Les années de l'enfance aveugle

Poème de 'Alaa Khaled, traduit par Khaled Osman paru dans la revue meet, novembre 2008

 

© Alaa Khaled, reproduction interdite.

 

9 rue Qordahi

 

Chaque fois que, plusieurs années ayant passé,

S’estompait en elle la brillance du souvenir,

Elle préparait ses valises et, claudiquant sur sa béquille d’acier,

Venait à Alexandrie

Revoir la maison où elle avait grandi

Chez ses parents, au 9 rue Qordahi.

 

Elle trouve la villa toujours debout, à seule fin

Peut-être que sa vie ne connaisse jamais la trahison.

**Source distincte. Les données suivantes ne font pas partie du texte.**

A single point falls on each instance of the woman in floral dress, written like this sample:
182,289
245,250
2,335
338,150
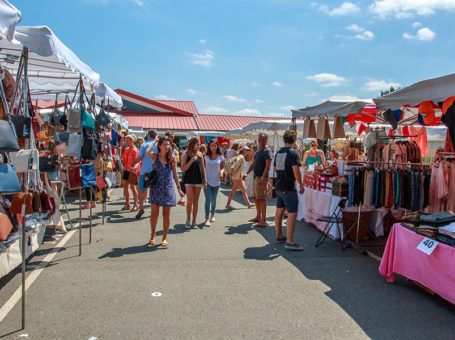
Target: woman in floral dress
162,194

Elle égrène de sa démarche lourde

Tous les détails qui s’étaient dérobés à sa vue

Et les aimante à elle pour reconstituer le souvenir.

 

Elle se tient au pied de la maison,

Scrute la fenêtre où, petite, elle s’était tenue,

Et depuis laquelle elle avait vu

Se tisser, dans le jardin, les mailles du complot —

Le nouvel acheteur en train de mesurer,

En mètres carrés, la superficie de son enfance.

 

Comme elle avait pleuré alors,

Des sanglots de fille unique!

Elle était bien trop petite alors,

Pour refermer la fenêtre sur ses pleurs

Ou pour se maintenir à flot

Au-dessus du souvenir

Afin de le laisser grandir à ses côtés

Comme on le ferait avec un frère aimé.